Beck’s career gathered steam at a rate that left the Silver Lake musical community a little stunned. “Beck broke out with a song that was made in a very low-key situation, and I can’t even imagine the position it catapulted him into,” says Steve Abee. “Bong Load released ‘Loser,’ Jac Zinder played it all the time at Fuzzyland, and the next thing you know he’s on the Grammys. Once you start that thing, you can’t say okay, stop, I’ve had enough, because your life has been irrevocably changed. It got so big it just took him to another world.
“You can’t say he lost touch with the community where he started out, because that community doesn’t exist anymore,” says Abee. “The musical underground that became the Silver Lake madness existed in back yards and a few tiny clubs, and you’d go to parties and see the same people night after night. That began to end in 1994, as the original crowd moved on to other things.”
Says artist Anthony Ausgang, who was part of that community: “There was a whole posse of Silver Lake musicians who were around when Beck was coming up, and few of them have any resentment toward him, because he didn’t cut anybody’s throat to get where he is.”
Among the places Beck got to was the office of David Geffen, who signed him in 1993. “I was just 23 the one time I met David Geffen,” he says, “and I was very uptight and shy — not because he was David Geffen, but because being in somebody’s office meant I was getting fired.” He laughs.
Beck wasn’t getting fired; rather, he was about to experience a media blitz that attempted to shrink-wrap him for mass consumption. “When ‘Loser’ became a hit, people started referring to Beck as King of the Slackers, but nothing could be farther from the truth,” says Ross Harris. “People didn’t realize how hard he’d had to work. I’ve never gone to Beck’s house and found him staring at the television, because he’s one of those people who’s always doing something. If he wasn’t trying to figure out somebody else’s song, he was trying to figure out something he was writing, or making a tape.”
Says Steve Abee, “When it looked like Beck was gonna be pigeonholed as this slacker loser, he pulled out the stops and blew some minds with Odelay, which is an incredibly complex and textured piece of music.”
He actually did more than that: Odelay was preceded by Beck’s debut album of 1993, Golden Feelings; 1994’s Mellow Gold; One Foot in the Grave; and Stereopathetic Soul Manure, an experimental album released on Flipside in 1994. All those records have much to recommend them, but they didn’t prepare anyone for the double-Grammy success of Odelay in 1997.
“It’s stressful to have a major change in your life, and Odelaywas a huge change for Beck, but he dealt with it really well,” says Joey Waronker. “He went from crashing on people’s couches to being a rock star, and now he’s trying to be a rock star and keep his ideals. It’s a little bit false, this integrity that everybody ascribes to the indie community, because most of those people would welcome success if it came to them. And at the end of the day, Beck is one of the few people I know who’s actually trying to uphold the ideals associated with the indie scene.”

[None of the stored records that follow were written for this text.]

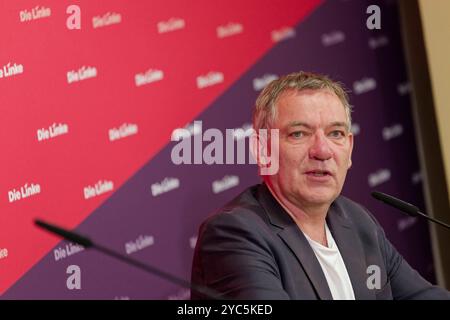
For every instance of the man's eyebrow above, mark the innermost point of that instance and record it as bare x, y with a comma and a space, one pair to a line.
299, 124
338, 124
304, 124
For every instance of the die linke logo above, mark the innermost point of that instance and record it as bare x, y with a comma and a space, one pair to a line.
3, 253
106, 20
226, 183
171, 25
142, 242
229, 30
34, 14
364, 85
125, 130
332, 38
101, 187
67, 251
25, 191
10, 69
377, 42
147, 77
52, 131
81, 74
261, 83
164, 186
209, 79
282, 34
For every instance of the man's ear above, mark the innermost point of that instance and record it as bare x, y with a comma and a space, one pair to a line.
350, 137
258, 147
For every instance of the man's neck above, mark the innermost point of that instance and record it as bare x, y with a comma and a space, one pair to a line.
310, 220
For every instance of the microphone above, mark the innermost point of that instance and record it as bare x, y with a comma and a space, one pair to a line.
88, 243
405, 207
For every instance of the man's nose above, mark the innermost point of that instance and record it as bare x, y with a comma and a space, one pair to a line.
320, 148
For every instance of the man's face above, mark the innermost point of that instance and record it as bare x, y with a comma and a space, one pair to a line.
315, 147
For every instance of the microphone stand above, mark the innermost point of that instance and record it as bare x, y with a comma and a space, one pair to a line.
405, 207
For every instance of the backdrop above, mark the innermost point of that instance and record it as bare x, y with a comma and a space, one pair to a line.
92, 91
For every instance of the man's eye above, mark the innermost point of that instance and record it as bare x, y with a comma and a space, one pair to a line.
337, 134
296, 134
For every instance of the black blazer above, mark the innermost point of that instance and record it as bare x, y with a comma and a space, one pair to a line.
253, 249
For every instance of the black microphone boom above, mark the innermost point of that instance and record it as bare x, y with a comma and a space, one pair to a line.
88, 243
405, 207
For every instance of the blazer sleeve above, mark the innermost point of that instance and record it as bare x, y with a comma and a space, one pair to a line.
233, 257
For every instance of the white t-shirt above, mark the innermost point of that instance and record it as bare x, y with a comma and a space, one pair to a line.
333, 267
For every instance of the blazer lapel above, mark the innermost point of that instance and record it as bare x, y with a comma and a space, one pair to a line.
297, 243
351, 249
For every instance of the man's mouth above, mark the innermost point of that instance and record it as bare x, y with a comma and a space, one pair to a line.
319, 173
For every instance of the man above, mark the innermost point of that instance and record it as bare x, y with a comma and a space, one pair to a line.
294, 236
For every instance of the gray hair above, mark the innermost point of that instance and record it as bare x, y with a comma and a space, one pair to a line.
264, 113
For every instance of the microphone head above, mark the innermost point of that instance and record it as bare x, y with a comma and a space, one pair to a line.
66, 234
396, 203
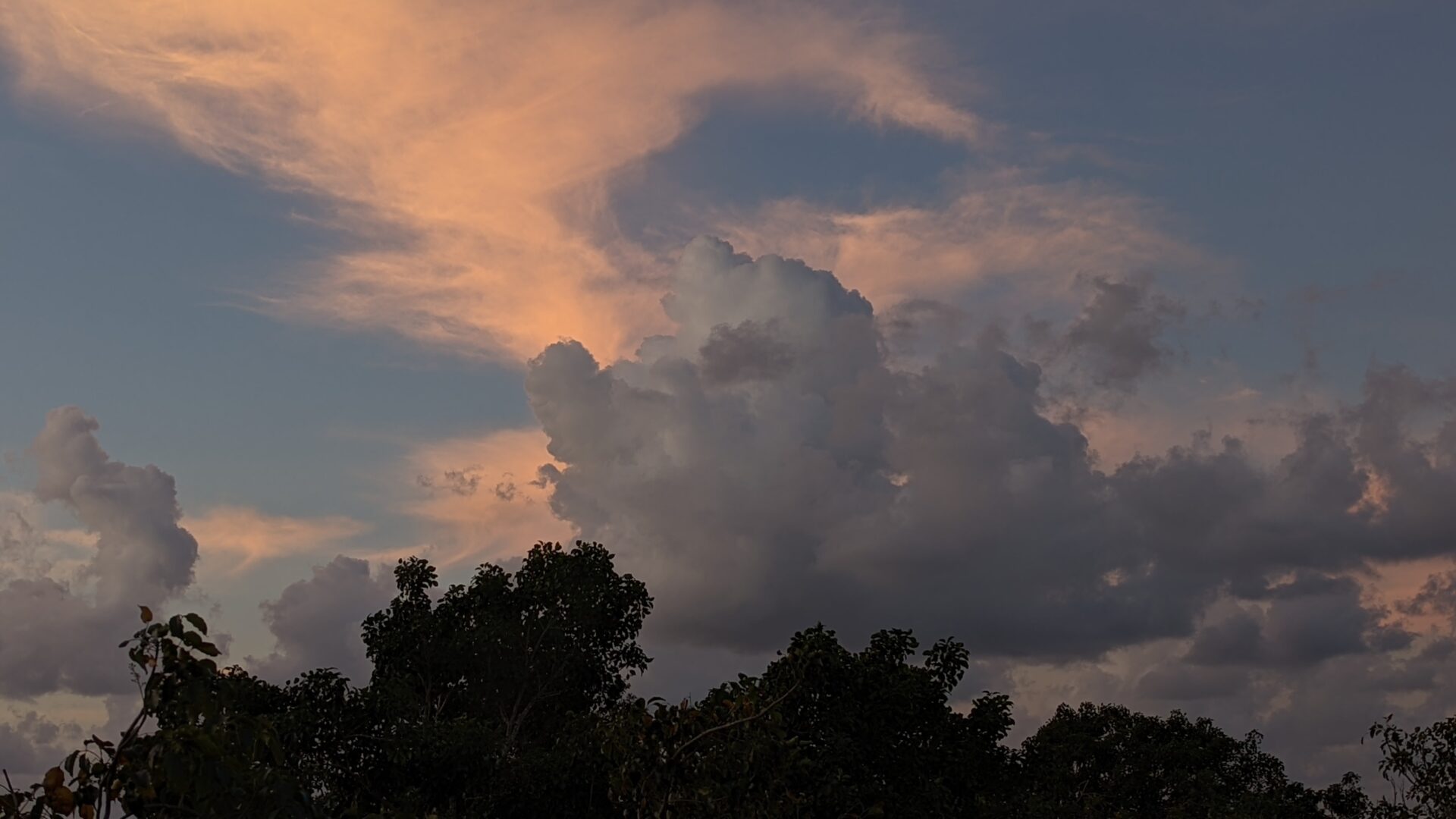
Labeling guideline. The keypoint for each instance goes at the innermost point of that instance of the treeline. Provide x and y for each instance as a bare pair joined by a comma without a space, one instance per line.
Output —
507,697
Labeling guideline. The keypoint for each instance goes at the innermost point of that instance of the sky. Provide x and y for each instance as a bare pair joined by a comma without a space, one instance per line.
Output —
1109,337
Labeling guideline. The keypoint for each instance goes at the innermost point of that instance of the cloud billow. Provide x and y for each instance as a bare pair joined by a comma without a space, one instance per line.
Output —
769,465
64,639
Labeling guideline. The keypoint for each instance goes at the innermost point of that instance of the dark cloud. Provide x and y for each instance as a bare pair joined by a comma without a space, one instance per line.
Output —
1119,333
30,745
747,352
946,496
61,635
1304,623
316,621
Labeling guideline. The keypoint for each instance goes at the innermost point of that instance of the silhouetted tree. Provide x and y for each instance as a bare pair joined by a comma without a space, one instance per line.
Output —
507,697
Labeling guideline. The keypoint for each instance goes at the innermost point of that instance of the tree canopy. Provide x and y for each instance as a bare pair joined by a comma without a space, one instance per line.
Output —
509,695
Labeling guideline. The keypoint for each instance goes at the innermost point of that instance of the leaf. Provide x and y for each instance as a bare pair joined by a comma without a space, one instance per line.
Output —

Adds Hormel, “I’ve worked for lots of successful people who worked their way up gradually. They didn’t become Artist of the Year from out of nowhere, but that’s basically how it happened for Beck. This isn’t to suggest he hasn’t paid his dues, because in his own way he has. But his success did come down really fast, and I think it’s taking him a while to catch up to his own fame.”
Beck agrees. “I wrote a song in 1996 called ‘Readymade’ that has to do with being a sentient being in a business that requires you to be a machine that’s sensitized and human to an extreme, yet is capable of dispensing energy and emotion on demand. When you’re meeting 80 people a day and swimming in a fast-moving river of faces and conversations, then playing for an audience every night, and living on a schedule that tells you where you’re gonna be in six months, to the hour, part of you wants to just surrender and go through the motions. I still try to make connections and feel related to where I am, but it’s a struggle.”
Having proved he was no slacker lazybones, Beck was next dubbed the King of Irony, as critics mistook his wit for cynicism. “It’s unfair to pick on Beck for his use of irony, because if you turn on the television or open a magazine, it’s obvious that everyone is caught up in irony,” says Harris. “A lot of Beck’s music is pretty straightforward, too. People think he’s being ironic on the song ‘Debra,’ for instance, but he’s just trying to express an emotion to the best of his ability. People have a hard time accepting the ‘I wanna get with you’ thing from a young white cat, so they dismiss it as irony.”